Saint-Nazaire, le 8 février 1934 : « A bas Paquet ! »

En réaction à la violente manifestation du 6 février 1934, le mouvement ouvrier nazairien appelle les habitants à descendre massivement dans la rue pour y défendre la République menacée. Cette manifestation populaire offre l’occasion aux travailleurs de conspuer Georges Paquet, le directeur des Ateliers et chantiers de la Loire. D’une pierre deux coups ? Pas vraiment…

Ce 8 février 1934, à l’appel notamment de la CGT, de la SFIO (dont le maire, François Blancho, est membre), de la Ligue des droits de l’homme (LDH) ou de la Libre Pensée, plus de 3000 personnes se rassemblent Place de la gare. On peut même y retrouver des militants ouvriers de la CGTU « communiste ». L’heure est au rabibochage entre les frères ennemis. D’ailleurs, après le discours d’Emmanuel Jouvance (CGT) appelant à une lutte énergique contre la menace fasciste, c’est Maurice Birembault (CGTU) qui prend la parole et exhorte à la constitution d’un front unique pour mener ce combat.

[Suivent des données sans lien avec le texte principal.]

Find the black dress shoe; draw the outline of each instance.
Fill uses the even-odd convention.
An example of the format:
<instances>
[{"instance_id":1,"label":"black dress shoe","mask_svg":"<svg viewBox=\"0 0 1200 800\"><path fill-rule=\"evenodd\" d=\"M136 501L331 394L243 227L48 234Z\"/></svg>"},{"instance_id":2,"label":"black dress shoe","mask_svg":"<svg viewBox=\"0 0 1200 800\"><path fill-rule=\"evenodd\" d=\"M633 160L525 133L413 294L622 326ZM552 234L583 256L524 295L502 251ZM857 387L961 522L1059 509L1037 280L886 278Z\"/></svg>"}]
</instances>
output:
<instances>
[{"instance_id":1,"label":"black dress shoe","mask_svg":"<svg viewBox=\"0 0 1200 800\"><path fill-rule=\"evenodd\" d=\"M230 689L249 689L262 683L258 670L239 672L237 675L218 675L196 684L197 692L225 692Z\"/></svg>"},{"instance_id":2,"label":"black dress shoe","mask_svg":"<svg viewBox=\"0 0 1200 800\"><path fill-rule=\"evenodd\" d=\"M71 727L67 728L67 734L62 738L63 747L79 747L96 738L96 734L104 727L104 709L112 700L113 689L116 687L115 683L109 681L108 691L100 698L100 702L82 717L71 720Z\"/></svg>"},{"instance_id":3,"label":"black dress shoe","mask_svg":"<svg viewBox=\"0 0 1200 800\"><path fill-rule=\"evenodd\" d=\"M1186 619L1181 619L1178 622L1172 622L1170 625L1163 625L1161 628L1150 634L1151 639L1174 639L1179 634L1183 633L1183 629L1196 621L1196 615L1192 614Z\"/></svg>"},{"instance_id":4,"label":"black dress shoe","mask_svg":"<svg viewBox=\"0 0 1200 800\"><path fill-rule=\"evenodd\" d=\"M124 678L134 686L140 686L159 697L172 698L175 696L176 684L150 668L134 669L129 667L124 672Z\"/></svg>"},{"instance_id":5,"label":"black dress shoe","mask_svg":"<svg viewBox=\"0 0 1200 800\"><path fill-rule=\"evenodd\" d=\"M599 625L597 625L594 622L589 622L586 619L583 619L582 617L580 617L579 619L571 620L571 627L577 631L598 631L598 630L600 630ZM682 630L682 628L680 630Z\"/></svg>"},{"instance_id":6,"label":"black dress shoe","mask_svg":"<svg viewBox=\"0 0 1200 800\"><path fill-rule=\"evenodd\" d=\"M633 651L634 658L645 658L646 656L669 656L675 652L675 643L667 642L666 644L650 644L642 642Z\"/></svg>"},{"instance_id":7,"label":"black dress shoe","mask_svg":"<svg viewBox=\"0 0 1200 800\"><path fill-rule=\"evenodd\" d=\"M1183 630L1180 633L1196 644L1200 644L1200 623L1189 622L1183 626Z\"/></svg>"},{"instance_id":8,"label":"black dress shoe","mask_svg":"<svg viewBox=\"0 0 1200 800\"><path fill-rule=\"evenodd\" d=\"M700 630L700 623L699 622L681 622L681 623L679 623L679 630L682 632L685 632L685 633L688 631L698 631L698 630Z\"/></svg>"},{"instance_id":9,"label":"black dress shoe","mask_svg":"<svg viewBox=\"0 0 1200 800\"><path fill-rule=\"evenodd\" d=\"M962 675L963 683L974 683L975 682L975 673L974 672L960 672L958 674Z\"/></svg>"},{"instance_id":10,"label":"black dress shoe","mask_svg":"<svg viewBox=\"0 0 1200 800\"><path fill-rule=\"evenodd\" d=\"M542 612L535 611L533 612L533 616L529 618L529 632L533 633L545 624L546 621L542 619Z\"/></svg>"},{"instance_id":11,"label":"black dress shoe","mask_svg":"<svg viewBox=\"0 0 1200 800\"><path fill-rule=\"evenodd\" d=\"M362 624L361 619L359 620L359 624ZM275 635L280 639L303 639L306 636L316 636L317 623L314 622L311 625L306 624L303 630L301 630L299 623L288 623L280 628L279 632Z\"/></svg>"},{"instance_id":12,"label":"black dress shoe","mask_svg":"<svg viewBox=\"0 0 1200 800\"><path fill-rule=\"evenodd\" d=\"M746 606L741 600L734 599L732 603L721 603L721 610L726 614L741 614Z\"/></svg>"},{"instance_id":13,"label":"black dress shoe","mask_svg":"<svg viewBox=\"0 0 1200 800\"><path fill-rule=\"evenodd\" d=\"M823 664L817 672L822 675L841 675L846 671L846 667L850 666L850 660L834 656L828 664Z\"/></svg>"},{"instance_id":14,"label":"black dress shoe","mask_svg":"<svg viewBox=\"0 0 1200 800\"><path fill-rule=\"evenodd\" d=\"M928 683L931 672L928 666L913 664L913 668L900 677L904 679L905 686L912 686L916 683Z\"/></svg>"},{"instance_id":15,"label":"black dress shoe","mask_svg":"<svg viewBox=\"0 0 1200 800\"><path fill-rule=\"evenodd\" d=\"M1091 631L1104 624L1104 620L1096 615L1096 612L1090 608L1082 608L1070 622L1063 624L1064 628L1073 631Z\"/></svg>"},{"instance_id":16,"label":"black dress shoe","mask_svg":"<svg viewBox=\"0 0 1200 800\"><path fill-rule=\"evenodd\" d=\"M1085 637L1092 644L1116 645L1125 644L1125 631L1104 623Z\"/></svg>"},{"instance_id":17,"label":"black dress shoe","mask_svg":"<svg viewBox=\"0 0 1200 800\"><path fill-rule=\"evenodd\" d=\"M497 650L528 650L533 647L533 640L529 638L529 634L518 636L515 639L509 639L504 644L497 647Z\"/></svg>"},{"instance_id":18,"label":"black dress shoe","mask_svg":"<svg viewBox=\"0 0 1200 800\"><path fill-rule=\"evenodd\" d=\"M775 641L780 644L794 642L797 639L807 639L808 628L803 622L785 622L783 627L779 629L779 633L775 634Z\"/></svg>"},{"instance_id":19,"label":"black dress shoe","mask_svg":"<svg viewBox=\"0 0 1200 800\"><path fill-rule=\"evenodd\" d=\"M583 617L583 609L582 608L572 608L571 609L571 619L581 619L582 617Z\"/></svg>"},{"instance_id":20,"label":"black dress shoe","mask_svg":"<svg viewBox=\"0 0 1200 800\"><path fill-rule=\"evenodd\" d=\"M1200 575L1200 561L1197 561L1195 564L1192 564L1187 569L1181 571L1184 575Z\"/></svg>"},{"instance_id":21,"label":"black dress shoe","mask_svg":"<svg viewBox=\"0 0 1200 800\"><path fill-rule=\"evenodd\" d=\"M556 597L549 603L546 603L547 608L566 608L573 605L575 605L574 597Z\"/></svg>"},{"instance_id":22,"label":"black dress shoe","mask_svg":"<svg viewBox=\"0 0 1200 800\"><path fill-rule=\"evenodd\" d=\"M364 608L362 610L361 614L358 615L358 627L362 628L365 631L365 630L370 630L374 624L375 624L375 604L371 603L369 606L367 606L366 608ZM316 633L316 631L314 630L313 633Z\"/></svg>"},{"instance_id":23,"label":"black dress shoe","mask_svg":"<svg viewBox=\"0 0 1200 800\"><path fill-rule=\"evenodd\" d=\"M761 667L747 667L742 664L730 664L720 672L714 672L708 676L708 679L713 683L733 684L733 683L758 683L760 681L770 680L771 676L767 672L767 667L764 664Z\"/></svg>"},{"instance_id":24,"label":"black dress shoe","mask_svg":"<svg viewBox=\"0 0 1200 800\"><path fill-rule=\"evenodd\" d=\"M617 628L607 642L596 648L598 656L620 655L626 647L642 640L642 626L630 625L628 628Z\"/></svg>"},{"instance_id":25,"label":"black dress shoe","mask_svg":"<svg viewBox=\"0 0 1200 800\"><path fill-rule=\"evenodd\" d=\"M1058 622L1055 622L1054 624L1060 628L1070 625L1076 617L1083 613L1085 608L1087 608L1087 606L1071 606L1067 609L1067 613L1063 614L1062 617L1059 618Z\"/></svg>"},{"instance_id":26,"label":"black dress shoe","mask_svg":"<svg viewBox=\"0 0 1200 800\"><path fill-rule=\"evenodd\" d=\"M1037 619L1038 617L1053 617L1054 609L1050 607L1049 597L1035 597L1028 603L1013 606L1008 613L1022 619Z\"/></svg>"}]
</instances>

Après le meeting, le cortège se dirige vers la place de la République, et s’arrête une première fois devant l’immeuble du Courrier de Saint-Nazaire, journal de la droite catholique et conservatrice, pour manifester son hostilité à la campagne menée par l’hebdomadaire. Ensuite vient le tour du domicile de Georges Paquet, directeur des Ateliers et Chantiers de la Loire (ACL), bon catholique et père de… seize enfants, lequel se fait copieusement conspuer ! Puis le cortège se disloque au terminus prévu.
Mais pourquoi s’en prendre au très pieux Paquet ? Parce qu’il est, comme son beau-père Arsène Chaumier (banquier et membre du Comité de la droite), un membre actif de la ligue dirigée par Charles Maurras et Léon Daudet (l’Action française), étant même le « représentant autorisé » de cette dernière sur Saint-Nazaire*.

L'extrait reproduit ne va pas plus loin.